Her words took him aback, yet again, leaving his head spinning and his stomach roiling as he tried to make sense of her—this woman he knew so well, but failed to understand in so many ways. Even after the mess he’d made of her life, after the things her father and brother had done, a part of her remained untouched and pure. Did she truly believe there was any good left in him—that he even had a soul worth redeeming?

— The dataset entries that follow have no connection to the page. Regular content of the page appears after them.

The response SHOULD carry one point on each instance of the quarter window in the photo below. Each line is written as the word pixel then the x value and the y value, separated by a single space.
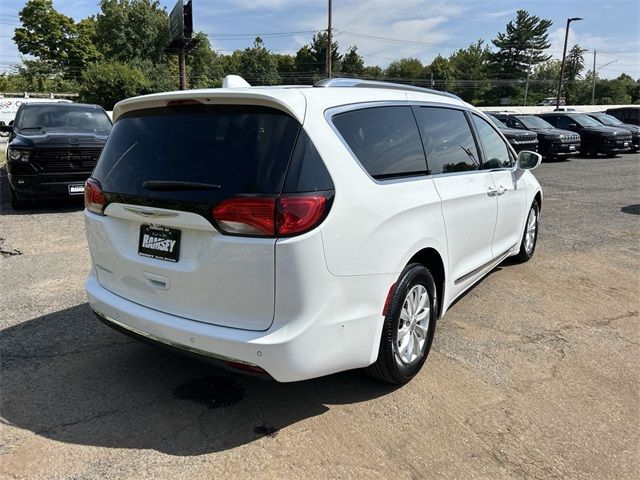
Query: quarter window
pixel 496 152
pixel 448 141
pixel 384 139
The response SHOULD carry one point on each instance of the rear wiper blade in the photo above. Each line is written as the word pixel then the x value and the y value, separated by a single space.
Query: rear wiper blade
pixel 170 186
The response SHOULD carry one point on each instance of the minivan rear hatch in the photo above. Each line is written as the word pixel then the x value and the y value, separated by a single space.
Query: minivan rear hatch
pixel 163 171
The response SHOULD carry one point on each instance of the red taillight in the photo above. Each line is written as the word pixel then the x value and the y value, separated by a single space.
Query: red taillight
pixel 94 199
pixel 268 216
pixel 297 214
pixel 247 215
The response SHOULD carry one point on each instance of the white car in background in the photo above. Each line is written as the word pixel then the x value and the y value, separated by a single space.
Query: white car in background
pixel 302 231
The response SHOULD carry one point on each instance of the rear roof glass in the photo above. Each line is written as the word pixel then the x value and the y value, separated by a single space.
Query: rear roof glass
pixel 244 149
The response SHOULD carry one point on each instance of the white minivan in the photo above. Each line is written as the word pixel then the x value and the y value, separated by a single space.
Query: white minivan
pixel 302 231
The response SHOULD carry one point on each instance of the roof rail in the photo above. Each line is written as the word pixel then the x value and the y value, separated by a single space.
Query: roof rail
pixel 361 83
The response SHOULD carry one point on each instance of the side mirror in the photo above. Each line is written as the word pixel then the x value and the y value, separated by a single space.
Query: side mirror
pixel 528 160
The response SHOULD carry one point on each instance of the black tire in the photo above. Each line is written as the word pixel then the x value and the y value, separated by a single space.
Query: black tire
pixel 526 250
pixel 16 203
pixel 389 367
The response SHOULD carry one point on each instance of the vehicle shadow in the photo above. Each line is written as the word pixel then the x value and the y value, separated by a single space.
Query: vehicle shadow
pixel 67 377
pixel 39 207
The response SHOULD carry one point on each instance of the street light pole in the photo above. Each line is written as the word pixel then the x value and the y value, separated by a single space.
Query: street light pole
pixel 329 42
pixel 564 54
pixel 526 87
pixel 593 80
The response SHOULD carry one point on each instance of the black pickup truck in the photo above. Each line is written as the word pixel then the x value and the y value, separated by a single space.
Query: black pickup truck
pixel 594 137
pixel 552 142
pixel 518 139
pixel 52 149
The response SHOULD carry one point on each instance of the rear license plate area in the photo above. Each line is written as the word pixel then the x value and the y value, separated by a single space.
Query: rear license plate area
pixel 159 242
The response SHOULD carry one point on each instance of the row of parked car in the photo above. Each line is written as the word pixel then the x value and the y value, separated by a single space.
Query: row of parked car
pixel 560 134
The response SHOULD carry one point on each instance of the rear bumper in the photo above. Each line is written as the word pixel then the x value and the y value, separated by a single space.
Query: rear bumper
pixel 315 345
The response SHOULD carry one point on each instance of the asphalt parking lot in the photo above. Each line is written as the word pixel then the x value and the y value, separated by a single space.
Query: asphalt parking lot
pixel 534 373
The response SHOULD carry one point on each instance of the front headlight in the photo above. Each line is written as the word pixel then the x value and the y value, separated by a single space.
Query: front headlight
pixel 19 155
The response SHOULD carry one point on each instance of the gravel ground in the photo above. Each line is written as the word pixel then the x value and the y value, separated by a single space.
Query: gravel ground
pixel 534 373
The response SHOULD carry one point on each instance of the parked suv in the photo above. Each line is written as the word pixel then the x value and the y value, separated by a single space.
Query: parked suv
pixel 612 121
pixel 626 114
pixel 518 139
pixel 552 142
pixel 52 149
pixel 302 231
pixel 594 137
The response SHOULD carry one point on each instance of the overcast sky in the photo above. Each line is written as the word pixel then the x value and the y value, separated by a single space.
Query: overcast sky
pixel 387 30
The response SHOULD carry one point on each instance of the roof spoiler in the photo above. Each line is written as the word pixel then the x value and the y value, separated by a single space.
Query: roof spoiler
pixel 234 81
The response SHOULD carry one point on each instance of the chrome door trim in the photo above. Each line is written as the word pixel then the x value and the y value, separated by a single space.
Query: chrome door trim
pixel 484 266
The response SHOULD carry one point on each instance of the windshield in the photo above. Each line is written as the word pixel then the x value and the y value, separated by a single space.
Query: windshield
pixel 586 120
pixel 60 117
pixel 243 149
pixel 530 121
pixel 608 120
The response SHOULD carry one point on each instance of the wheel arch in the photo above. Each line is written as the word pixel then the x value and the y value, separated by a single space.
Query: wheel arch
pixel 538 198
pixel 431 258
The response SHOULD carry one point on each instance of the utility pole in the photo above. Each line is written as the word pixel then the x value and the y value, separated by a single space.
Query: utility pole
pixel 593 81
pixel 182 68
pixel 526 87
pixel 329 43
pixel 564 54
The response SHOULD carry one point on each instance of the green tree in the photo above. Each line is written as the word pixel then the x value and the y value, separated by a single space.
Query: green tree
pixel 204 68
pixel 524 42
pixel 574 65
pixel 471 64
pixel 129 29
pixel 442 70
pixel 373 72
pixel 310 61
pixel 405 69
pixel 257 65
pixel 106 83
pixel 543 82
pixel 55 38
pixel 318 47
pixel 352 63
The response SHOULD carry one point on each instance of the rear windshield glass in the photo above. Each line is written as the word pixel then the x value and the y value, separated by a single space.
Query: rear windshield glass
pixel 535 122
pixel 243 149
pixel 60 117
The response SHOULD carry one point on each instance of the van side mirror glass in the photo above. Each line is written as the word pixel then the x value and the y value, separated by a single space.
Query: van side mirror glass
pixel 528 160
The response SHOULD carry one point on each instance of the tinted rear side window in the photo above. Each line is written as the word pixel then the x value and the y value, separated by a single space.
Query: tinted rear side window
pixel 496 152
pixel 384 139
pixel 246 150
pixel 448 141
pixel 307 172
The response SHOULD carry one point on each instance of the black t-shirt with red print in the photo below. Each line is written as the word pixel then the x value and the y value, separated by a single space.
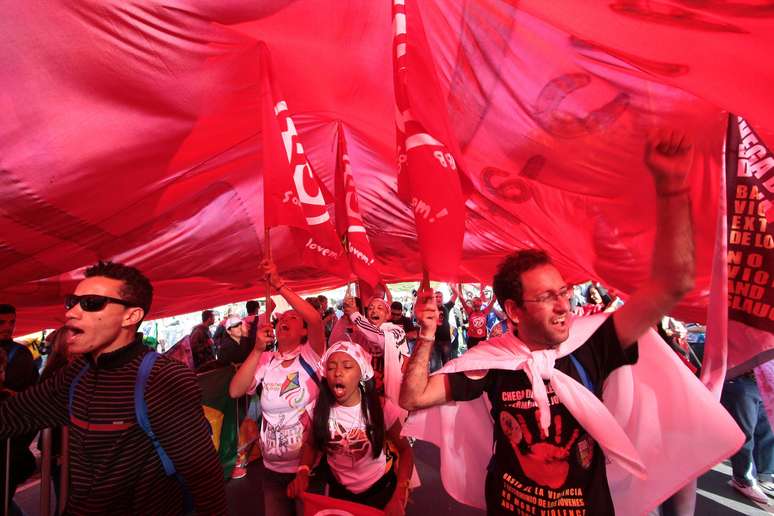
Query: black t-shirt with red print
pixel 531 473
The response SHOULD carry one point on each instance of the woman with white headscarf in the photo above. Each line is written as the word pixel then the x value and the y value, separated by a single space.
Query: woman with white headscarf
pixel 351 427
pixel 289 383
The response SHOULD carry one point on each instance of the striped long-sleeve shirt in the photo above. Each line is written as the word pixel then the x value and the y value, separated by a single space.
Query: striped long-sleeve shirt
pixel 113 466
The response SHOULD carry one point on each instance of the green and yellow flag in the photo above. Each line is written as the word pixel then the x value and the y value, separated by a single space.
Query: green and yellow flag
pixel 221 412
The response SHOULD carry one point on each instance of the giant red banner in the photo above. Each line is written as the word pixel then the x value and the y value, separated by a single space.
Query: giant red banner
pixel 133 132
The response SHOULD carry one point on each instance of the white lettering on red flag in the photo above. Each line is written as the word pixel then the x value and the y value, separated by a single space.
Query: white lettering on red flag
pixel 428 176
pixel 349 222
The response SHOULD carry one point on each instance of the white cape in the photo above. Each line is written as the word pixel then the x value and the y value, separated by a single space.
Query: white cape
pixel 676 426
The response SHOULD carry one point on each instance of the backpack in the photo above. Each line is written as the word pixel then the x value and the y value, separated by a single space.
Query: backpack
pixel 141 414
pixel 16 347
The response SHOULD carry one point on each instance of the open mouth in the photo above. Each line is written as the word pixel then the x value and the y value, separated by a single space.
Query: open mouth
pixel 560 322
pixel 339 390
pixel 72 333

“What remained of my soul died the day I laid eyes on Olivia in that asylum,” he whispered. “So, you see, little dove, you are worried for nothing. I will kill Bertram, and I will do it without an ounce of hesitation, remorse, or regret. When I am finished, we shall all return to Dunnottar—yourself included. I suggest you send word to your servants to have your things prepared for the journey. We will procure them on our way out of London.”
At her shocked expression, he grinned.
“You did not think I’d let you go, even now, did you?” he teased, smoothing the pad of his thumb over her lips. “Not a chance, little dove.”
She scowled, shaking her head. “Surely, you cannot expect me to simply return to Scotland with you, to go on being your … your …”
“Whore?” he finished for her, unable to help another laugh at the way that word turned her cheeks pink and dilated her pupils. She could pretend to hate it all she wished, but he knew how it spoke to her wanton nature, how she reveled in acting as his whore every night when the sun set and the darkness masked their salacious deeds.
She frowned. “Adam—”
He tightened his hold on her jaw, silencing her protests. “I always get what I want, little dove. Do you really wish to fight me, and force me to prove that to you yet again?”